Sample and Research Methods

The study was carried out in Moscow, with final-year university students as subjects. The total sample consisted of 210 respondents, aged 23-27; there were 120 men and 90 women.

The study made use of the “Meaning of Life Orientations Test” (D.A. Leontiev), which allows researchers to identify the “meaning of life”, as determined by a subject for the future (a target), the present (a process), or the past (a result) or in all these components of life; the “Orientation Inventory” (B. Bass), which identifies three types of personal orientation: a focus on one’s own interests, on communication, or on activity; and the “Questionnaire on the Social-Psychological Attitudes of the Individual in the Motivational-Needs Sphere” (O.F. Potyomkina), which determines a person’s orientation in decision-making and activity with respect to certain socially and psychologically meaningful values: altruism-selfishness, processresult, work-money, freedom-power.

A quantitative analysis was performed using the methods of mathematical statistics: descriptive statistics, which allowed us to form groups of respondents based on dominance of orientation (А, В, C, etc.); and cluster analysis, which allowed us to identify the axiological orientation of the students’ personalities (using the SPSS 11.5 program). A qualitative analysis of the results was based on comparison, hierarchy of variables (by highest degree), and their domination in the structural organization.

Results

The empirical results from the three above-mentioned methods were analyzed to identify the axiological orientation of the personality. The data obtained from Bass’s “Orientation Inventory” was subjected to a quantitative analysis, the provisions of which were summarized, so that several groups of respondents were identified through the dominance of their orientation and were designated as groups A, B, C, etc. (Table 1).

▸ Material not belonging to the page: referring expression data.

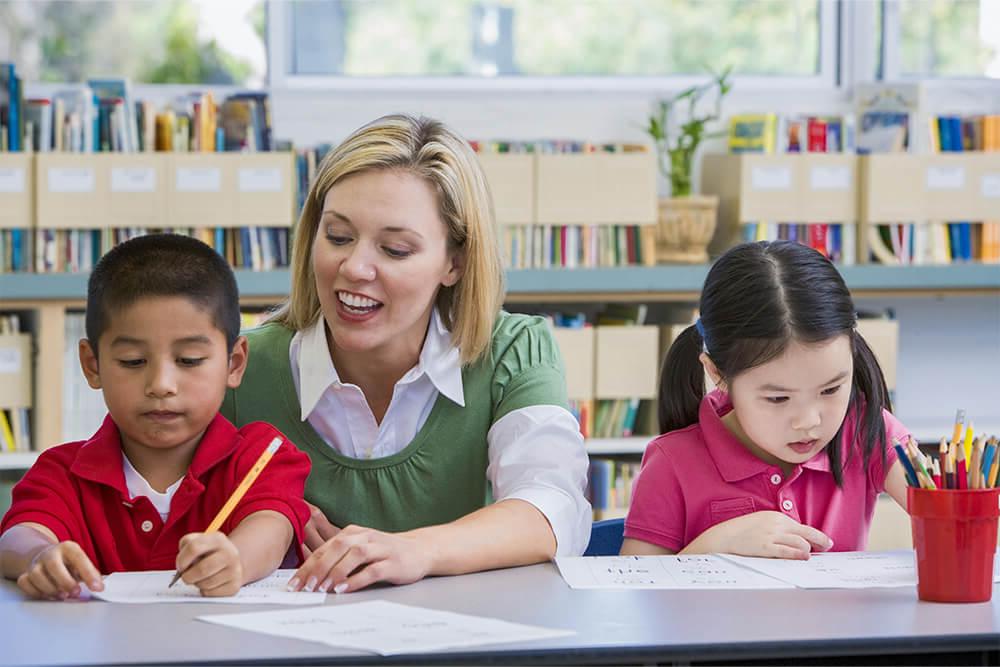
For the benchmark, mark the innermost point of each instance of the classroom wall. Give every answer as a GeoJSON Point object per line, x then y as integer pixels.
{"type": "Point", "coordinates": [949, 358]}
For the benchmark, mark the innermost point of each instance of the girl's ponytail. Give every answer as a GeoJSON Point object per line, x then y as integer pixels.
{"type": "Point", "coordinates": [871, 396]}
{"type": "Point", "coordinates": [682, 382]}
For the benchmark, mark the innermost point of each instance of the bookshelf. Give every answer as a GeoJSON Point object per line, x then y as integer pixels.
{"type": "Point", "coordinates": [50, 296]}
{"type": "Point", "coordinates": [659, 283]}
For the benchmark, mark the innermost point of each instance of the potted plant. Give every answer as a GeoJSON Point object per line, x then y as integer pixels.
{"type": "Point", "coordinates": [686, 221]}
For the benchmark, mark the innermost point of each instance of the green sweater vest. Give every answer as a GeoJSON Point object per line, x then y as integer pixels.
{"type": "Point", "coordinates": [441, 474]}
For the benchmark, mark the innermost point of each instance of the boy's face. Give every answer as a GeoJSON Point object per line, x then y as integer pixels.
{"type": "Point", "coordinates": [164, 370]}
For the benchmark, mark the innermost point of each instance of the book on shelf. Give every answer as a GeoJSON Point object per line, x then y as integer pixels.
{"type": "Point", "coordinates": [533, 242]}
{"type": "Point", "coordinates": [609, 486]}
{"type": "Point", "coordinates": [798, 133]}
{"type": "Point", "coordinates": [15, 392]}
{"type": "Point", "coordinates": [104, 117]}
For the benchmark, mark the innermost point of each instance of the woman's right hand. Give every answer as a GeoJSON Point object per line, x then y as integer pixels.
{"type": "Point", "coordinates": [765, 534]}
{"type": "Point", "coordinates": [318, 530]}
{"type": "Point", "coordinates": [57, 571]}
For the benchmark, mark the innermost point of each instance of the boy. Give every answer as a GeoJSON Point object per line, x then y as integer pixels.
{"type": "Point", "coordinates": [163, 345]}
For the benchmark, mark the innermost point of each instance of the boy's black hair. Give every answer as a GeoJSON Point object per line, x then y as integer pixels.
{"type": "Point", "coordinates": [163, 265]}
{"type": "Point", "coordinates": [757, 298]}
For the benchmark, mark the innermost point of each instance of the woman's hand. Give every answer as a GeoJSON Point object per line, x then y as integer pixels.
{"type": "Point", "coordinates": [357, 557]}
{"type": "Point", "coordinates": [766, 534]}
{"type": "Point", "coordinates": [318, 530]}
{"type": "Point", "coordinates": [57, 571]}
{"type": "Point", "coordinates": [211, 562]}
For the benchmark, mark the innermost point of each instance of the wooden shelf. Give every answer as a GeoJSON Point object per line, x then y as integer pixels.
{"type": "Point", "coordinates": [615, 446]}
{"type": "Point", "coordinates": [659, 283]}
{"type": "Point", "coordinates": [17, 460]}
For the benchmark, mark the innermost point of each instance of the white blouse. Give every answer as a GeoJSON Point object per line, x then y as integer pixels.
{"type": "Point", "coordinates": [536, 454]}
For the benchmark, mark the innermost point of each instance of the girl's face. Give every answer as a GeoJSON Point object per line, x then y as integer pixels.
{"type": "Point", "coordinates": [789, 409]}
{"type": "Point", "coordinates": [380, 257]}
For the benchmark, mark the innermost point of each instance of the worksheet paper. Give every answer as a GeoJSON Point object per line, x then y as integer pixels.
{"type": "Point", "coordinates": [152, 587]}
{"type": "Point", "coordinates": [385, 628]}
{"type": "Point", "coordinates": [847, 569]}
{"type": "Point", "coordinates": [707, 571]}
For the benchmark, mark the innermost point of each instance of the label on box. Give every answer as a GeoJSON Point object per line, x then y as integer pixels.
{"type": "Point", "coordinates": [133, 179]}
{"type": "Point", "coordinates": [10, 360]}
{"type": "Point", "coordinates": [771, 178]}
{"type": "Point", "coordinates": [11, 179]}
{"type": "Point", "coordinates": [830, 178]}
{"type": "Point", "coordinates": [71, 179]}
{"type": "Point", "coordinates": [260, 179]}
{"type": "Point", "coordinates": [945, 178]}
{"type": "Point", "coordinates": [991, 185]}
{"type": "Point", "coordinates": [199, 179]}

Table 1. Average values of the students’ personality orientation indices (n=210)

Orientation indices

A

В

C

D

E

F

G

Self-oriented

42

24

25

32

16

36

28

Communication-oriented

23

38

22

41

34

21

33

Task (work)-oriented

25

28

43

17

40

33

29

Number of respondents

46

39

42

25

30

13

15

Group A — self-centered or self-oriented personalities — comprised 46 people, who are oriented towards their own feelings, perceptions, senses, and psychological well-being. In the process of interaction and communication with others, as well as in their activities, they are focused exclusively on emotional and material rewards. They care little about corporate issues; they are focused on their own well-being. They see their work, their relationships with colleagues and managers as an opportunity to enjoy benefits — for example job promotion, higher salary, higher social status or better working conditions. These respondents’ work, communications, and behavior are all driven by purely egocentric motivation. Favorable prospects or good forecasts may lead them to become more active and proactive, self-motivated or ambitious, boosting their high organizational skills and self-efficacy. In the absence of material, financial or psychological rewards, these respondents are not inclined to “put themselves out”.

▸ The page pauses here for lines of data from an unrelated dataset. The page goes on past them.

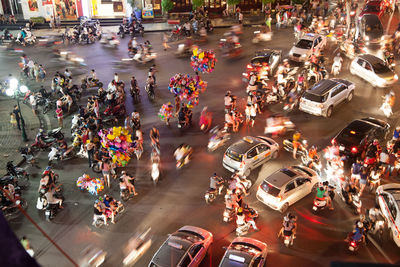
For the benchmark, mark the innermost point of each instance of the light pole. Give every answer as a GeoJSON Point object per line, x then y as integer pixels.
{"type": "Point", "coordinates": [15, 90]}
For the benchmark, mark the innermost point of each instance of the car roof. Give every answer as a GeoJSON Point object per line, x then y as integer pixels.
{"type": "Point", "coordinates": [310, 36]}
{"type": "Point", "coordinates": [371, 58]}
{"type": "Point", "coordinates": [281, 177]}
{"type": "Point", "coordinates": [245, 144]}
{"type": "Point", "coordinates": [171, 251]}
{"type": "Point", "coordinates": [322, 87]}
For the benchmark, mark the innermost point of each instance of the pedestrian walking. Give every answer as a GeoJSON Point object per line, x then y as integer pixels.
{"type": "Point", "coordinates": [105, 169]}
{"type": "Point", "coordinates": [59, 113]}
{"type": "Point", "coordinates": [17, 116]}
{"type": "Point", "coordinates": [13, 120]}
{"type": "Point", "coordinates": [165, 41]}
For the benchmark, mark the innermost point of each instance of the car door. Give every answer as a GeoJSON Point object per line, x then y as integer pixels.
{"type": "Point", "coordinates": [198, 253]}
{"type": "Point", "coordinates": [289, 194]}
{"type": "Point", "coordinates": [263, 154]}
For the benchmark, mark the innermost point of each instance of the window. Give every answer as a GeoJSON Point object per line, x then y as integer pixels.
{"type": "Point", "coordinates": [252, 153]}
{"type": "Point", "coordinates": [368, 66]}
{"type": "Point", "coordinates": [194, 250]}
{"type": "Point", "coordinates": [300, 181]}
{"type": "Point", "coordinates": [262, 148]}
{"type": "Point", "coordinates": [186, 260]}
{"type": "Point", "coordinates": [289, 186]}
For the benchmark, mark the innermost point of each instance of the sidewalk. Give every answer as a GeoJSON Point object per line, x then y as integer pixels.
{"type": "Point", "coordinates": [11, 138]}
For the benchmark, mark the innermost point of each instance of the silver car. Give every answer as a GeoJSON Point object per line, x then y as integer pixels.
{"type": "Point", "coordinates": [186, 247]}
{"type": "Point", "coordinates": [325, 95]}
{"type": "Point", "coordinates": [249, 153]}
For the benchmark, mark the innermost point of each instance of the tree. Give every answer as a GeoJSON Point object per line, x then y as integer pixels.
{"type": "Point", "coordinates": [197, 3]}
{"type": "Point", "coordinates": [166, 5]}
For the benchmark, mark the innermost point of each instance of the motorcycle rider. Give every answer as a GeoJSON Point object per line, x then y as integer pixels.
{"type": "Point", "coordinates": [337, 62]}
{"type": "Point", "coordinates": [289, 226]}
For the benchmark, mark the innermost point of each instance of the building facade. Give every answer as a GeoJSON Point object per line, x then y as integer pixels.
{"type": "Point", "coordinates": [66, 9]}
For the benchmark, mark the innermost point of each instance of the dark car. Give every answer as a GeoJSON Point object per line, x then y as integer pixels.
{"type": "Point", "coordinates": [371, 29]}
{"type": "Point", "coordinates": [355, 137]}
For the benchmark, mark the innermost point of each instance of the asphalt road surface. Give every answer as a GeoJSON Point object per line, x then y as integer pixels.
{"type": "Point", "coordinates": [178, 199]}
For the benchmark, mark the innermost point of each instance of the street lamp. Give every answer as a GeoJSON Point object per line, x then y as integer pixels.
{"type": "Point", "coordinates": [16, 91]}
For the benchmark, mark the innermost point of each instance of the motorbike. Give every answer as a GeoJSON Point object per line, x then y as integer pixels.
{"type": "Point", "coordinates": [135, 93]}
{"type": "Point", "coordinates": [183, 51]}
{"type": "Point", "coordinates": [261, 37]}
{"type": "Point", "coordinates": [287, 240]}
{"type": "Point", "coordinates": [214, 143]}
{"type": "Point", "coordinates": [144, 58]}
{"type": "Point", "coordinates": [386, 109]}
{"type": "Point", "coordinates": [243, 229]}
{"type": "Point", "coordinates": [229, 214]}
{"type": "Point", "coordinates": [88, 82]}
{"type": "Point", "coordinates": [55, 155]}
{"type": "Point", "coordinates": [15, 171]}
{"type": "Point", "coordinates": [301, 150]}
{"type": "Point", "coordinates": [150, 91]}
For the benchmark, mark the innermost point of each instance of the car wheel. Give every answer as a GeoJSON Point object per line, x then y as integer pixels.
{"type": "Point", "coordinates": [315, 187]}
{"type": "Point", "coordinates": [284, 208]}
{"type": "Point", "coordinates": [350, 96]}
{"type": "Point", "coordinates": [329, 112]}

Group В — personalities oriented towards others — comprised 39 respondents with a clear personal focus on communication and interaction with other people. For these respondents, relationships are vital. They seek to establish and maintain a lot of contacts with different people, to build positive relationships with colleagues, neighbors, relatives, and strangers. The majority of the group’s respondents are likely to be extroverts. For them the relationships with colleagues appear to be more valuable than the work done.

Group C, with 42 respondents, was composed of respondents with a distinct orientation to work and results. They are fully immersed in their work. Their own interests, including career progress, relations with their colleagues and superiors, seem less valuable for them, while the work performed is their main value. These respondents are satisfied with, appreciate, and set a high value on their work, so they do not look for easier work. It can be assumed that such employees would become highly skilled professionals.

Group D — personalities oriented toward themselves and toward communication — included 25 respondents, characterized by a strong desire for self-expression through communication and interaction with others. They are more likely eager to satisfy their aspirations through interactions with colleagues than just to realize their ambitions. The work itself is of very little interest to them.

Group E — communicationand work-oriented personalities — consisted of 30 respondents who are interested in their work, but constant communication with others also brings them pleasure. Such an employee is most likely to be a team player. He/she will neither strive to receive a career promotion nor seek to run a team.

Group F — selfand work-oriented personalities — comprised 13 respondents. Employees of this type consider their work as a means for achieving personal wellbeing in its material, financial, social, and professional aspects. When working they are driven by selfish motivations: They are constantly in search of a better position; they are careerists.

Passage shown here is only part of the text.